Bickering officials, though, is less important than the effect this whole episode is having on society; citizens who have never even read a single bill in their lives, who have never shown the slightest interest in parliamentary proceedings, are now scrutinizing the renovation bill. The program has brought residents of doomed buildings closer; community spirit is reviving in Moscow’s stairwells and yards. It has effectively cultivated stronger horizontal ties and promoted self-organization skills. It has prompted individuals who had never given politics a second thought to focus on politics, and some even to step into local leadership roles.
Protests on May 14
The protests could grow. Residents aggrieved by the Mayor’s program are printing and disseminating leaflets in preparation for when they take to the streets on May 14 and calling on their neighbors to join them – neighbors they barely ever gave the time of day until recently. Incidentally, Moscow City Hall was forced to give the rally the green light, despite the fact that it is ordinarily virtually impossible to get permission to organize an opposition rally in downtown Moscow. Citizens are becoming increasingly convinced that if they exert sufficient pressure on the authorities, the authorities will buckle. The rally gaining authorization; the reduction of the list of homes to be demolished; the postponement of the second reading of the renovation bill in the State Duma – all of this serves only to convince protesters that their voices’ are being heard, and that through political engagement, they can bring about a positive outcome.

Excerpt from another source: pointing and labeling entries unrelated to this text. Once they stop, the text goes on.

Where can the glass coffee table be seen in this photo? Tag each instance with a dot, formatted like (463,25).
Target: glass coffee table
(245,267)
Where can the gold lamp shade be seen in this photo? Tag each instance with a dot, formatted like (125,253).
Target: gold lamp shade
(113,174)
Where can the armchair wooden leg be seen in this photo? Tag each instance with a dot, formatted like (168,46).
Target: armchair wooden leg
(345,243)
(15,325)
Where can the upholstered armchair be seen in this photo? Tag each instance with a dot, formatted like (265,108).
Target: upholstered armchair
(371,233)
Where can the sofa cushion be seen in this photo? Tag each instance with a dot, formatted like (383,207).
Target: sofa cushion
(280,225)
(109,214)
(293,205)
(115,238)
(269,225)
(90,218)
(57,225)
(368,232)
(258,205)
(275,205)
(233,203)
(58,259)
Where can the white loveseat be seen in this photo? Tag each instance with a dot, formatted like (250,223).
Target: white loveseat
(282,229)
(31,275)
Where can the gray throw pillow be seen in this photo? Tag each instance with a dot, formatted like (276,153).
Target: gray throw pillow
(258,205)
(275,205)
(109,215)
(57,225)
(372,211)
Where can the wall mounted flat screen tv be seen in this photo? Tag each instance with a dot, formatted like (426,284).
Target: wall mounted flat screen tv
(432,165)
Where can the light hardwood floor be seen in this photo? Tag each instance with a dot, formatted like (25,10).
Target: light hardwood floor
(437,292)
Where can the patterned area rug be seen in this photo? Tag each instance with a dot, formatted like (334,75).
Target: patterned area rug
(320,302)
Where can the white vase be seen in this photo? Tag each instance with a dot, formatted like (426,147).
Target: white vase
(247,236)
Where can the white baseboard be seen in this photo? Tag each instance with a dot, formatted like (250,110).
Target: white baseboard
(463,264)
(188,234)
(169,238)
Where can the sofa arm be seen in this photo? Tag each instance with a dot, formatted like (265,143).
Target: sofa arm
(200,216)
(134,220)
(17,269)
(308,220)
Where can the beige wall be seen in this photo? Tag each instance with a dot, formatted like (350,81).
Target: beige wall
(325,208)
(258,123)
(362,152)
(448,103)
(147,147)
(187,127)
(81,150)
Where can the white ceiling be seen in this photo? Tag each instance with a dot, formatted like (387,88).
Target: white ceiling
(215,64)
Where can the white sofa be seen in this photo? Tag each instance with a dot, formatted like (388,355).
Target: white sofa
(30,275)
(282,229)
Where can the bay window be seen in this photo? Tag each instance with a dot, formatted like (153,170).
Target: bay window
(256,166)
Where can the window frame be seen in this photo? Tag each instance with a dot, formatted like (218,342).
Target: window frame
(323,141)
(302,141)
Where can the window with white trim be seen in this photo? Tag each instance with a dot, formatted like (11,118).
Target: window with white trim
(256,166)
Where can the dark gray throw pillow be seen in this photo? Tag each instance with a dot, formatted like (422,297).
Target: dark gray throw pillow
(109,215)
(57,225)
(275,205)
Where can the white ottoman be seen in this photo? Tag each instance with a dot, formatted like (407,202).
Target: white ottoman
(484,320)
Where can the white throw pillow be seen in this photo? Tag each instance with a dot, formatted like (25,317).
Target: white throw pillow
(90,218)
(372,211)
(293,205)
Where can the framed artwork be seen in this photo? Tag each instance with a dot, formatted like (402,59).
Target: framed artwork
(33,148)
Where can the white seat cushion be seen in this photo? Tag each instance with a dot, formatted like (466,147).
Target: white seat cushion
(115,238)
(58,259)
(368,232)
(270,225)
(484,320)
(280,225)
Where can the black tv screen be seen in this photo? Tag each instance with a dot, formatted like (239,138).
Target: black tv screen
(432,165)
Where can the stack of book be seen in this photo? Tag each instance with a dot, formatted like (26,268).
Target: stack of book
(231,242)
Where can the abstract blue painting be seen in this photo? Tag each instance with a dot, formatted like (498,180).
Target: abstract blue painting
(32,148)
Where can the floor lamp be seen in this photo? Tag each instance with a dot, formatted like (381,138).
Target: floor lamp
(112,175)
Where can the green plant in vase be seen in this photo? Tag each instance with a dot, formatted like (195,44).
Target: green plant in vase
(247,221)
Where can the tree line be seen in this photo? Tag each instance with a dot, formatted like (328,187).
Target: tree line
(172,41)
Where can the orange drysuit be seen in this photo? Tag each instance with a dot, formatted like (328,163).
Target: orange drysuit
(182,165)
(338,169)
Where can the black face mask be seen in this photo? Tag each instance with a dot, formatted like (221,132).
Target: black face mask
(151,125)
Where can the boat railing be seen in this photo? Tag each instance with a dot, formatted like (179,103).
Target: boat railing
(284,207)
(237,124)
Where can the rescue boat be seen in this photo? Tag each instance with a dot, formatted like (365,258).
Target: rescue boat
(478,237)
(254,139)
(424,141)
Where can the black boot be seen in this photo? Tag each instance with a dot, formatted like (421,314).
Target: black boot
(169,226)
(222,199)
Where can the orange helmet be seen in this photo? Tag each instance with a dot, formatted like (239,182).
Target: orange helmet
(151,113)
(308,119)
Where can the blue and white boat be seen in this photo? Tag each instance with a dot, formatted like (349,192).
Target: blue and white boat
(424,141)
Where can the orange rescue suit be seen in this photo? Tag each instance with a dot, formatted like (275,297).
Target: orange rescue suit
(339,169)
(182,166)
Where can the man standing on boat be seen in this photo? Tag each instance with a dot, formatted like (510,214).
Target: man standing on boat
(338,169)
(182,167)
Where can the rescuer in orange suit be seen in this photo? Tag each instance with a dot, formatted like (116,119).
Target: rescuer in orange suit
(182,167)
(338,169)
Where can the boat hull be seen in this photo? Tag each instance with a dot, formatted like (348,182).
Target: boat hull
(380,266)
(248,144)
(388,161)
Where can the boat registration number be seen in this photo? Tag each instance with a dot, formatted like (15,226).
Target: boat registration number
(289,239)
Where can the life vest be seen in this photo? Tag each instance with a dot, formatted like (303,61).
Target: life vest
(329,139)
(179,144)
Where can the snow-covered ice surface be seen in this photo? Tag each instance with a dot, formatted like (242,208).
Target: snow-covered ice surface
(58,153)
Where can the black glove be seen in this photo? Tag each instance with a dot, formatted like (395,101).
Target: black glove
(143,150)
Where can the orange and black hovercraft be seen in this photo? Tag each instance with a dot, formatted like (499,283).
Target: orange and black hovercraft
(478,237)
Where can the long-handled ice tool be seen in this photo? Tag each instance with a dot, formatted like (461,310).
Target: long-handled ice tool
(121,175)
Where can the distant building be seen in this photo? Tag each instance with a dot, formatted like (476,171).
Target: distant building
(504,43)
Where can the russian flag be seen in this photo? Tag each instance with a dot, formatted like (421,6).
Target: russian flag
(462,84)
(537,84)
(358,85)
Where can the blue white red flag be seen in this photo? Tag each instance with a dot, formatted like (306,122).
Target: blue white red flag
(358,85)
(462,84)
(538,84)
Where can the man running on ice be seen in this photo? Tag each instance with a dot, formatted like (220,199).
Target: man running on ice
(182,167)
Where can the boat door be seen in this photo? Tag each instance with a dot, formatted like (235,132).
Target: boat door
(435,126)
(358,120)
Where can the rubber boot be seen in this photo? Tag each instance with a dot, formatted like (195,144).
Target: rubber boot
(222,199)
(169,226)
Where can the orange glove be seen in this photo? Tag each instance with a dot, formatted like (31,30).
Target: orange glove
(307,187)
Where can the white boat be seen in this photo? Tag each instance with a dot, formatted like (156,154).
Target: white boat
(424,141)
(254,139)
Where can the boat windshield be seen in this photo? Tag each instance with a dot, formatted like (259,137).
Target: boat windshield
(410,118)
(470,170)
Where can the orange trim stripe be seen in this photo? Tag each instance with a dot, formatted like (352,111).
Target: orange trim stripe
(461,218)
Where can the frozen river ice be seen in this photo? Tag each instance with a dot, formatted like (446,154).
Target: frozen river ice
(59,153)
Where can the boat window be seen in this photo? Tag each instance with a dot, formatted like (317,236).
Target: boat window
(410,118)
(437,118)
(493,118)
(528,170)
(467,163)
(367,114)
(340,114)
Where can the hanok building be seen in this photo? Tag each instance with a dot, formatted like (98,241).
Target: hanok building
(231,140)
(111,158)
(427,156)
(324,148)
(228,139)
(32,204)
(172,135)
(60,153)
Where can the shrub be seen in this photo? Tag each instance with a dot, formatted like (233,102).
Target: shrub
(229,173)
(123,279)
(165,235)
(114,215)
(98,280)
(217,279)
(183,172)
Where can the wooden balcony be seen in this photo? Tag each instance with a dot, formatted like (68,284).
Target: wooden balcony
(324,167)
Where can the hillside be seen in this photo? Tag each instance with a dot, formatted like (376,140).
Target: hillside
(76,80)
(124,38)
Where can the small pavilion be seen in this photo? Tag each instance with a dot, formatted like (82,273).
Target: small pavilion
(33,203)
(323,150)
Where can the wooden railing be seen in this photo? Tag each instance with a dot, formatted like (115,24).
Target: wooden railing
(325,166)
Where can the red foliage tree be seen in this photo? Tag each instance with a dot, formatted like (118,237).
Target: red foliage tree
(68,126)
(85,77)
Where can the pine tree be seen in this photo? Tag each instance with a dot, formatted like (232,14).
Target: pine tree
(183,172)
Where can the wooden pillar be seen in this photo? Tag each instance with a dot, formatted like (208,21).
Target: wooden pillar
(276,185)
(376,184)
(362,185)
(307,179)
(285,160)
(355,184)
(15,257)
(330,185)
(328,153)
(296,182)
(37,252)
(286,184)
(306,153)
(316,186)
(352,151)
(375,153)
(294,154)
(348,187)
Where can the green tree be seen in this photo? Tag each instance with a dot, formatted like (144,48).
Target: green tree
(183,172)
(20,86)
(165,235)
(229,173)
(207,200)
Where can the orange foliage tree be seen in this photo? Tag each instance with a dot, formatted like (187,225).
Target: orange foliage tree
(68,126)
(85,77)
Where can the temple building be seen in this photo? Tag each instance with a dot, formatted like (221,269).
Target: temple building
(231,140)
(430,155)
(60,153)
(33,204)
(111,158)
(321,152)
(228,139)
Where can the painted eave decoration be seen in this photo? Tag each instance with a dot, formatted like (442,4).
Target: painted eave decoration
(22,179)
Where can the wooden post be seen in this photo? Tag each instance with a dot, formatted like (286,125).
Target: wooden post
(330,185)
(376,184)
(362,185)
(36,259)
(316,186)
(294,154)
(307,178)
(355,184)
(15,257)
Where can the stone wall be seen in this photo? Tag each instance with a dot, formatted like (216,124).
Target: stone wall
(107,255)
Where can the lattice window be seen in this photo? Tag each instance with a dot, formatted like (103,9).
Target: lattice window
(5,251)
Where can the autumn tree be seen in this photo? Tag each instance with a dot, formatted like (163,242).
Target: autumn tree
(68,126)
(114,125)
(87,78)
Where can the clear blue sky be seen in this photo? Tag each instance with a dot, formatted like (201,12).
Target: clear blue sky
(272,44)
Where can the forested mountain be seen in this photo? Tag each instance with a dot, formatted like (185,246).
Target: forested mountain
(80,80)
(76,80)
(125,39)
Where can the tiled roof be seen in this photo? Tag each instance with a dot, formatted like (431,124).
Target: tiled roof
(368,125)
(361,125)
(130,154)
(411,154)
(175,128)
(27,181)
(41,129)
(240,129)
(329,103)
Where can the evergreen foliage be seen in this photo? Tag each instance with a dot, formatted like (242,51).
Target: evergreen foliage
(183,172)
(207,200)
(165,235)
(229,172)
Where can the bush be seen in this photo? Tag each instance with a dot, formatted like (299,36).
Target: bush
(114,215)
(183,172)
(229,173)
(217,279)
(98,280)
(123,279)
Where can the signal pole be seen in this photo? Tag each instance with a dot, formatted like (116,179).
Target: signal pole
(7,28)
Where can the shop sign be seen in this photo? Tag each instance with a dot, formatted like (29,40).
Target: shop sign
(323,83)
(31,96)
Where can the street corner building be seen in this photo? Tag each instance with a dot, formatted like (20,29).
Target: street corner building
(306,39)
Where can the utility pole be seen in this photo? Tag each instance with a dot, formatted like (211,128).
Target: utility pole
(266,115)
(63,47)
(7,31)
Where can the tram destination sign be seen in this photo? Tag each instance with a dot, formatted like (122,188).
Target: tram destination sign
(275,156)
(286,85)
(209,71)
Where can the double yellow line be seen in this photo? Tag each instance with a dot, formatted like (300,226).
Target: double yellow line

This is another societal muscle that has become flabby over the years of Putin’s reign, a muscle which is now being exercised once again. Russian society is becoming politicized due to absurd, ill-advised and often downright arrogant actions of the authorities. The more politicized society becomes – the greater the damage to Russia’s authorities, who are used to impressing upon the public an illusion of universal approval.
Renovation is unlikely to go ahead anyway, not least due to Moscow City Hall hardly being flush with cash right now; it is an extremely costly project, largely designed to prop up an already struggling construction industry. The problem is that with economic stagnation from sanctions and low oil prices, there are no spare funds in Russia in general nowadays, even in the relatively affluent Moscow.
But these newly acquired (or we should say revived) capabilities to exert pressure on the power elite are here to stay. Coordinated actions aimed at defending one’s rights will be commonplace for the foreseeable future. The success of these actions will live long in the collective memory. This will be true not only with respect to the Moscow municipality but also the Russian authorities in general. The period of comfortable coexistence, where citizens remain indifferent to anything which does not directly affect them, is finished. The careless actions of the authorities have brought an end to civic indifference.